Помимо удачного рассказа, я покорил на экзамене сердца моих учителей еще и тем, что прочитал «Степь» Кольцова и «Бородино» Лермонтова так, как читают стихи актеры в дивертисментах, – с жестами, завыванием и другими приемами настоящего искусства. В «Бородино» я спрашивал «дядю», а он мне отвечал настоящим дядиным голосом. Все это очень понравилось учителям, но товарищи-ученики осмеяли меня потом, хотя слушали чтение с интересом, как я заметил. Они увидали в этом чтении нечто нехорошее, фальшивое и даже постыдное.

– Ну, – сказал мне отец, – теперь ты грамотный! Надо работать. Ты вот по театрам шляешься, книжки читаешь да песни поешь! Это надобно бросить…

Пьяный, он подзывал меня к себе, долбил череп мой согнутым пальцем и все внушал:

– В двор-рники!

И, наконец, он объявил мне:

– Я тебя пристроил в ссудную кассу Печенкина! Сначала без жалованья, а после получишь, что дадут.

И вот я сижу за конторкой ссудной кассы, сижу с девяти часов до четырех. Приносят разные невеселые люди кольца, шубы, ложки, часы, пиджаки, иконы; оценщик оценивает все это в одну сумму, назначает к выдаче другую; происходят споры, торг, кто-то ругается, кто-то плачет, умоляя прибавить, ссылаясь на болезнь матери, смерть сына, а я пишу квитанции, думаю о театре. В ушах у меня звучит милая песенка:

Расскажите вы ей,

Цветы мои,

Как люблю я ее…

Прослужив два месяца бесплатно, я стал получать жалованье по 8 рублей в месяц. Служба была глубоко противна мне, но я гордился тем, что зарабатываю и помогаю матери жить. Работал я все-таки аккуратно и был на хорошем счету.

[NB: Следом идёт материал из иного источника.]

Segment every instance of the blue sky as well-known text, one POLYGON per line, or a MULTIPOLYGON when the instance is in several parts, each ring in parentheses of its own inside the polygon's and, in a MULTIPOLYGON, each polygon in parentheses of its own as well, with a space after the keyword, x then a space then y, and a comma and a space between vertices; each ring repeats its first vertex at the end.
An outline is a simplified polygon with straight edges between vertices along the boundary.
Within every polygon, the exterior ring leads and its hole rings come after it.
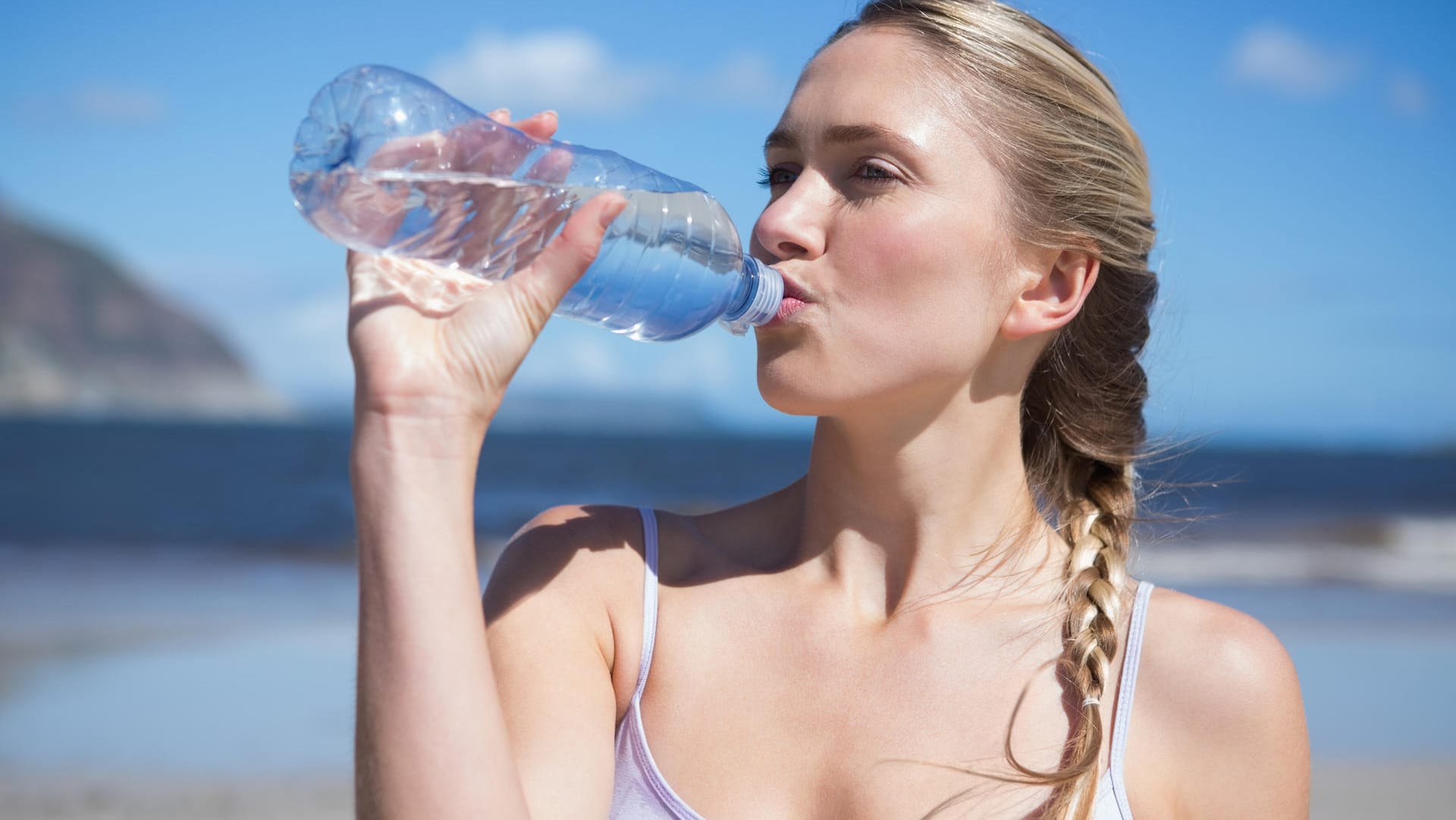
MULTIPOLYGON (((759 146, 849 0, 29 4, 0 63, 0 202, 93 240, 210 319, 268 383, 348 401, 338 248, 285 166, 313 92, 358 63, 716 194, 741 229, 759 146), (549 9, 542 13, 540 9, 549 9), (537 66, 523 71, 521 66, 537 66)), ((1117 84, 1155 181, 1155 431, 1456 441, 1456 10, 1042 0, 1117 84)), ((751 336, 642 344, 553 320, 513 392, 683 398, 807 430, 754 386, 751 336)), ((510 399, 507 399, 510 402, 510 399)))

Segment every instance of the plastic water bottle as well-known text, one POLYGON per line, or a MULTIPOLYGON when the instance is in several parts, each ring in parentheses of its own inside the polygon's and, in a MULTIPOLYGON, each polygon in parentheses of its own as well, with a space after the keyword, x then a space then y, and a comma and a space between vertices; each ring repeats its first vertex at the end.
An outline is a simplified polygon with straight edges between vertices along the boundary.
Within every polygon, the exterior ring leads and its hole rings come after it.
POLYGON ((294 204, 355 251, 502 280, 529 265, 571 211, 603 189, 628 207, 556 315, 641 341, 718 320, 734 334, 772 319, 778 271, 743 252, 716 200, 620 154, 537 140, 434 84, 360 66, 319 90, 288 167, 294 204))

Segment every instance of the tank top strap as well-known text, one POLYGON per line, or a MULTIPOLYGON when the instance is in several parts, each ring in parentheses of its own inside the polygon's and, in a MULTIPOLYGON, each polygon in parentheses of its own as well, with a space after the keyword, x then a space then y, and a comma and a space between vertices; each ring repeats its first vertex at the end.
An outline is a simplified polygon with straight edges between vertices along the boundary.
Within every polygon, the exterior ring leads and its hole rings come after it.
POLYGON ((1133 698, 1137 692, 1137 664, 1143 654, 1143 625, 1147 620, 1147 599, 1153 591, 1152 581, 1139 581, 1133 597, 1133 616, 1127 626, 1127 650, 1123 657, 1123 671, 1117 682, 1117 706, 1112 712, 1112 759, 1108 762, 1112 775, 1112 789, 1125 816, 1127 789, 1123 787, 1123 754, 1127 750, 1127 727, 1133 722, 1133 698))
POLYGON ((651 507, 638 507, 642 516, 642 667, 638 671, 638 686, 632 702, 642 698, 646 689, 646 671, 652 667, 652 644, 657 639, 657 513, 651 507))

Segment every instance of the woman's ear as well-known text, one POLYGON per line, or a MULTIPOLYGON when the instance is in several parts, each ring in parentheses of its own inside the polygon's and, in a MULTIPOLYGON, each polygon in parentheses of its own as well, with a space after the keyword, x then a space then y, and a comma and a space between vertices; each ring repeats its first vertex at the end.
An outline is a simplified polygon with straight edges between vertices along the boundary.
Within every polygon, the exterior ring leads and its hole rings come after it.
POLYGON ((1096 283, 1098 259, 1086 251, 1047 251, 1038 258, 1041 275, 1016 296, 1002 322, 1002 336, 1024 339, 1066 325, 1082 310, 1096 283), (1048 261, 1048 256, 1056 255, 1048 261))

Летом в Панаевском саду играла оперетка, на открытой сцене действовали куплетисты и рассказчики. Я, конечно, посещал сад. Страшно интересовали меня артисты, но я почему-то боялся их и всегда наблюдал за ними только откуда-нибудь со стороны, из угла. Смотрел и думал:

«Какие удивительные люди! Вот человек только что был королем, а теперь одет, как все, пьет пиво и грызет соленые сухарики».

Все эти короли, ахиллы, калхасы и ламбертучьо, цыганские бароны и губернаторы[11] казались мне людьми одинаково интересными и на сцене и вне ее. Все они веселые балагуры, забавники. Легко, должно быть, живется им на свете! А я служу в кассе ссуд, где ежедневно люди стонут и ругаются, жалуются и плачут. Да и вне кассы ссуд, в Суконной слободе, – то же самое.

Вскоре я ушел от Печенкина. Не помню точно почему, но уверен, что из-за театра, который убивал мое радение к службе. Отец, разумеется, жестоко изругал меня и тотчас же отправил учиться в заштатный город Арск, в двухклассное училище с преподаванием ремесел. Думаю, он сделал это не только из желания видеть меня мастеровым, но главным образом потому, что знал: в Арске нет театра. Из всех городов, стоящих на земле, Арск – самый скучный и ненужный.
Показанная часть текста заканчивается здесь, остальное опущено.